No its what 21 year olds are made for
Raise your hand if you bought 2 annoying girls shots of water. CLOWNS.
You know, if there were no such thing as marriage, i don't think porn would exist.
I left when they started reinacting what appeared to be a jerry springer episode
This frat boy drinking a forty and wearing a pussy patrol shirt just ran out in front of my car. I should have used less brakes.
I just had to take a drug test for my new job. I should have asked them if they could tell me if I were pregnant or not while they were at it and save me the guesswork.
Everything in my purse is 100% saturated in red wine, which made it challenging to cover up my booze breath with franzia soaked gum
It's been two weeks and I still have carpet burns on my knees. Well done.
Its really bad when you fall asleep at a stop light outside the hotel and you wake up to a small spanish limo driver knocking on your window to tell you it's a green light
it only took 2 hours but we managed to melt the purity ring down with a butane torch
5am, I am wayy too drunk for this.
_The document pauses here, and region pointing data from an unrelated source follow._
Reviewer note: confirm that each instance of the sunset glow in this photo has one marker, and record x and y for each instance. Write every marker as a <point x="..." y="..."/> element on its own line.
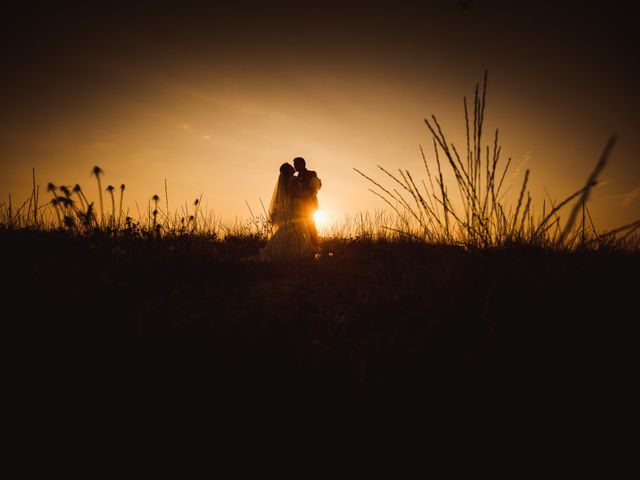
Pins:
<point x="214" y="100"/>
<point x="321" y="219"/>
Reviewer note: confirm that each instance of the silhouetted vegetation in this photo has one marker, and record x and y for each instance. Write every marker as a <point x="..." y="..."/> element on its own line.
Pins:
<point x="406" y="304"/>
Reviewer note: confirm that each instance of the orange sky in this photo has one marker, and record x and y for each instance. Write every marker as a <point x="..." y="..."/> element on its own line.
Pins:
<point x="215" y="99"/>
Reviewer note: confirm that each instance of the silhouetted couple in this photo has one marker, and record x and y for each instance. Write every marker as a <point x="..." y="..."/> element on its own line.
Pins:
<point x="293" y="203"/>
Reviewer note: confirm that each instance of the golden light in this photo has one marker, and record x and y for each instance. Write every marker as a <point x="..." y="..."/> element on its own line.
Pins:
<point x="321" y="218"/>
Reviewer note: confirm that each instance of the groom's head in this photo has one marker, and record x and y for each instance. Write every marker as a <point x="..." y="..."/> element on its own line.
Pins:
<point x="299" y="164"/>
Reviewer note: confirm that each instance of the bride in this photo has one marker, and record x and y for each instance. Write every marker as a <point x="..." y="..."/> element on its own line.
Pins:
<point x="290" y="234"/>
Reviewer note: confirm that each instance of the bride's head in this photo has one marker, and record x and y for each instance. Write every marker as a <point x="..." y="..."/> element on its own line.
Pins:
<point x="287" y="170"/>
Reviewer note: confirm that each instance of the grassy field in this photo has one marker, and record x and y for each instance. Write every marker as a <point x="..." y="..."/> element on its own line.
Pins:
<point x="404" y="305"/>
<point x="368" y="317"/>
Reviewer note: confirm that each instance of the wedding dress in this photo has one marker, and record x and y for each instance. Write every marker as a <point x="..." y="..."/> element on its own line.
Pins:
<point x="290" y="235"/>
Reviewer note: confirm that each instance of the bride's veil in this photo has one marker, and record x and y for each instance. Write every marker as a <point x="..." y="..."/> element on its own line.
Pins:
<point x="280" y="206"/>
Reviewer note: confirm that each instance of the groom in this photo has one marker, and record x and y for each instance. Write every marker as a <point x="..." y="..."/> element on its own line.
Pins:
<point x="310" y="186"/>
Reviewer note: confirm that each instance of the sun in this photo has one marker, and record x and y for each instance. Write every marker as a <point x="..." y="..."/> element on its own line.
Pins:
<point x="320" y="218"/>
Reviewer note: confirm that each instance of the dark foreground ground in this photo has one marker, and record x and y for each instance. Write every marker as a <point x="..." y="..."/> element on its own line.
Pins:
<point x="187" y="319"/>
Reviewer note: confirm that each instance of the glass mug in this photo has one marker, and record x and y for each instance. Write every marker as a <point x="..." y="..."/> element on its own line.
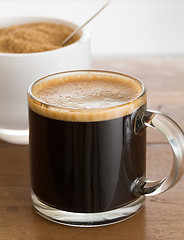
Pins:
<point x="88" y="165"/>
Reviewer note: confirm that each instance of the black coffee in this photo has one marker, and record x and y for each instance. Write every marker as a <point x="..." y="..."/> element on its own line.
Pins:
<point x="89" y="165"/>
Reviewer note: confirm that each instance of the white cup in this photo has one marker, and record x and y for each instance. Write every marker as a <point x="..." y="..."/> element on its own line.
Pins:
<point x="19" y="70"/>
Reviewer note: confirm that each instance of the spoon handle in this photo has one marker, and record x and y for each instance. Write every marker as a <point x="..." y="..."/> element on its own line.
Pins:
<point x="79" y="28"/>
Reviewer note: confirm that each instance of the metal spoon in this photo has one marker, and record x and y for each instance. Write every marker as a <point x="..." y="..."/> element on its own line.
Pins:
<point x="79" y="28"/>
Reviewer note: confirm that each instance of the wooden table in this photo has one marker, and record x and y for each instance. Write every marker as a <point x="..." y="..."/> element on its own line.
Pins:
<point x="163" y="215"/>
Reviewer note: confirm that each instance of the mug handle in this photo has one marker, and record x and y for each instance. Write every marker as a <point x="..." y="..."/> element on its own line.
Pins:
<point x="15" y="136"/>
<point x="175" y="137"/>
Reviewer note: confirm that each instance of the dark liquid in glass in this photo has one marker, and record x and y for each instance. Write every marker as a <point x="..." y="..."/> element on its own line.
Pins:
<point x="85" y="167"/>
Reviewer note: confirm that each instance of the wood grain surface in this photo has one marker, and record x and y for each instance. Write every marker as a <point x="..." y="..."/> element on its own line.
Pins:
<point x="163" y="215"/>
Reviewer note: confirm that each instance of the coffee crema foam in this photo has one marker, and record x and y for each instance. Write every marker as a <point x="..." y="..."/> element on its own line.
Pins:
<point x="86" y="97"/>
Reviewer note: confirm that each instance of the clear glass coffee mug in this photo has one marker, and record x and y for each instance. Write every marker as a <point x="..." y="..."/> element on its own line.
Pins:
<point x="88" y="166"/>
Hookers came out of nowhere. They're like ninjas. Some poor soul got the fat one, tomorrow's going to be interesting...
i introduced myself to everyone by my new name, thundergooch. i threatened the neighbors with a hammer when they used my real name. needless to say, sailor jerry was not kind to me.
Just considered playing a drinking game with powerade with my sister so she would get some fluids in her. I do so well with sick people.
She climbed up the stairs with three brownies in one fist, two in the other, and one in her mouth. Also, she opened the bedroom door with her foot. I may be in love.